Colette : il faudra attendre 1923 et Le Blé en herbe pour que ce nom apparaisse seul sur la couverture d’un livre. Avant cela, il y aura eu d’autres « Willy », des « Colette Willy » et même des « Colette (Colette Willy) ». Mais on a vite compris. Catulle Mendès écrit à Colette : « vous avez créé un type ». Claudine en effet est un type, et elle deviendra un mythe. Colette en créera d’autres : celui de Sido, sa mère, « le personnage principal de toute [s]a vie » ; celui de Gigi, jeune fille élevée pour devenir une femme entretenue et qui échappe à ce destin ; et celui de Colette elle-même, qui se construit au fil de plusieurs vies – elle fut danseuse, mime, actrice, journaliste, directrice d’un institut de beauté, publicitaire… comme si la littérature ne pouvait suffire à lui assurer l’indépendance et la liberté qui sont, avec l’aptitude au plaisir, ses valeurs les plus hautes. Des tenues succinctes portées sur la scène du Moulin Rouge à la croix de grand-officier de la Légion d’honneur reçue en 1953, la ligne droite n’est pas le chemin le plus court. Mais l’œuvre de Colette s’est nourrie de ce sinueux parcours.

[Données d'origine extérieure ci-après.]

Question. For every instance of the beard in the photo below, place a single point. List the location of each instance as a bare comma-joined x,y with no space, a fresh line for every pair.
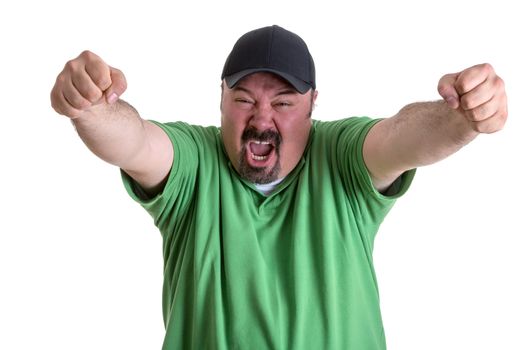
259,175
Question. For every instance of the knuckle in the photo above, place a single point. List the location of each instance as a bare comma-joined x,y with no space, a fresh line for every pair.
93,95
461,86
86,54
467,103
487,67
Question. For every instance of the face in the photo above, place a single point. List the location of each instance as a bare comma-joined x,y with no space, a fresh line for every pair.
265,126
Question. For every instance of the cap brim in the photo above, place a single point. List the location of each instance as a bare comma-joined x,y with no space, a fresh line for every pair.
299,85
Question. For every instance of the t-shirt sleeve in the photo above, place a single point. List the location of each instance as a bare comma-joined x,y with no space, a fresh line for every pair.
169,205
348,148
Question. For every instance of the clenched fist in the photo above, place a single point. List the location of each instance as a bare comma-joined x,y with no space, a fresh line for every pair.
479,94
84,82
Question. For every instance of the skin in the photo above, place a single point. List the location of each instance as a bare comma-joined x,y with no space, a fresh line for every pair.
474,102
264,102
88,90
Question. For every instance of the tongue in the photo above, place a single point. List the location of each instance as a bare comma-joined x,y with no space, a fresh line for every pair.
260,149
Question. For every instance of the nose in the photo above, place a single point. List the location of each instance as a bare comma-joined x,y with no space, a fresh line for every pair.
262,118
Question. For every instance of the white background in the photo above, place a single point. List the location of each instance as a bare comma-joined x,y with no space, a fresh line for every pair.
81,264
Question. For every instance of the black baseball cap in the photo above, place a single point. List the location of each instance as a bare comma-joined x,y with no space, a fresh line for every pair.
271,49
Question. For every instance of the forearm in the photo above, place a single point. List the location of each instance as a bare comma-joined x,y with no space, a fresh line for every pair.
113,132
426,132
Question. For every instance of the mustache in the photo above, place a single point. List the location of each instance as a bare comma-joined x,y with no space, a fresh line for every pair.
267,135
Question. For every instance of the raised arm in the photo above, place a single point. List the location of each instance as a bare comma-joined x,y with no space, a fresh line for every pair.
474,102
87,91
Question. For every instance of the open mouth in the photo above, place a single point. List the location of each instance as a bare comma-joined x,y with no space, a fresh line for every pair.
260,150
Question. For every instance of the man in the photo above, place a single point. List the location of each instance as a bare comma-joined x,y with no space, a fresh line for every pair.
268,223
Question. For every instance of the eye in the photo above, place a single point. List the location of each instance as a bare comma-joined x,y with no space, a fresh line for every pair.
243,100
283,104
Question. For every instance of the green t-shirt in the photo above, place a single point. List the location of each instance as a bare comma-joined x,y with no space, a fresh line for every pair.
293,270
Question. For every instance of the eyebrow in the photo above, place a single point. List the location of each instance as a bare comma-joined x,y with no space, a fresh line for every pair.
285,91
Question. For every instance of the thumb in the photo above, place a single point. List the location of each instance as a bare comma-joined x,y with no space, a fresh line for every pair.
447,90
117,87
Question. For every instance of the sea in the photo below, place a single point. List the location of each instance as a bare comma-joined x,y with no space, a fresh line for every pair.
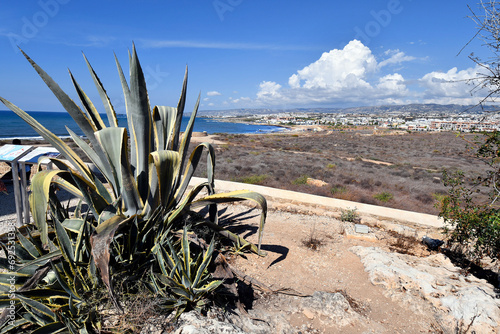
12,126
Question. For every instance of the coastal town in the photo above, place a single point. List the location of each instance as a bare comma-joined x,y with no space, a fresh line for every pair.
462,122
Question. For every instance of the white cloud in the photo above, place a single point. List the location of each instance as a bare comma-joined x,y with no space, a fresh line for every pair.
337,68
396,57
213,93
355,76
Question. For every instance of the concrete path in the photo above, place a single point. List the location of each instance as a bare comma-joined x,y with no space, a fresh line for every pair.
326,202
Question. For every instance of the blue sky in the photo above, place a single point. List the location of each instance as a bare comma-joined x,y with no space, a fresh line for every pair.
245,54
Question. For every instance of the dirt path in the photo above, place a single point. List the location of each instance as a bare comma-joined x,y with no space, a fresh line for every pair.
332,267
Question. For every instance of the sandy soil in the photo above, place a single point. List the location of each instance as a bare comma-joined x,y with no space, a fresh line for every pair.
291,264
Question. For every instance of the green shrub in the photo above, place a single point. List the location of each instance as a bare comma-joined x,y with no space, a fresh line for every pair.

Colette appelle « littérature » tout ce qu’elle n’ai me pas : l’emphase, la « ciselure » et les idées générales, qui lui vont aussi mal, dit-elle, que les chapeaux empanachés. L’année du Blé en herbe, elle déclare à Simenon : « Supprimez toute la littérature, et ça ira. » « C’est le conseil qui m’a le plus servi dans ma vie », dira le romancier. C’est aussi ce qui préserve l’œuvre de Colette du vieillissement. L’ouverture de Chéri, en 1920, a époustouflé les lecteurs. Cent ans plus tard, on l’admire toujours. Mais le style ne serait rien s’il n’était au service d’un regard d’une extraordinaire sensibilité.

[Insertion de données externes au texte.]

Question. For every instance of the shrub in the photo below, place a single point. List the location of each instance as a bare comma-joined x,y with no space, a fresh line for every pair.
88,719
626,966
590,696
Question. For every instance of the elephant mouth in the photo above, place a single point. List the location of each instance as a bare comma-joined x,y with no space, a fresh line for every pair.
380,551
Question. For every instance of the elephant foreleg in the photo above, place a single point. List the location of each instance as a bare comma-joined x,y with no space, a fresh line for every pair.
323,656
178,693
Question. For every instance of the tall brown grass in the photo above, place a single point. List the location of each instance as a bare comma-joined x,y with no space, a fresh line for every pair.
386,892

Colette, nous dit Antoine Compagnon, rend présents « le monde de l’enfance, l’étoffe de la sensation, l’émotion de la mémoire ». On la crédite aussi d’avoir été « la première femme qui ait vraiment écrit en femme » (A. Maurois), la première à explorer ainsi les amours adolescentes (Le Blé en herbe), à entretenir une réelle connivence avec la nature et « les bêtes », à poser ce qu’on appellera la question du « genre » (dans Le Pur et l’Impur, en 1941), etc. Mais ce sont ces trois domaines – l’enfance, la sensation, la mémoire – qu’il faut retenir si l’on veut lui rendre justice. Elle les partage avec Proust, dont elle admira « Combray » et qui pleura, dit-il, à la lecture de Mitsou (1919). Sans doute aurait-il été également sensible, s’il avait vécu, à La Fin de Chéri (1926), et à la conception du Temps qui s’y fait jour.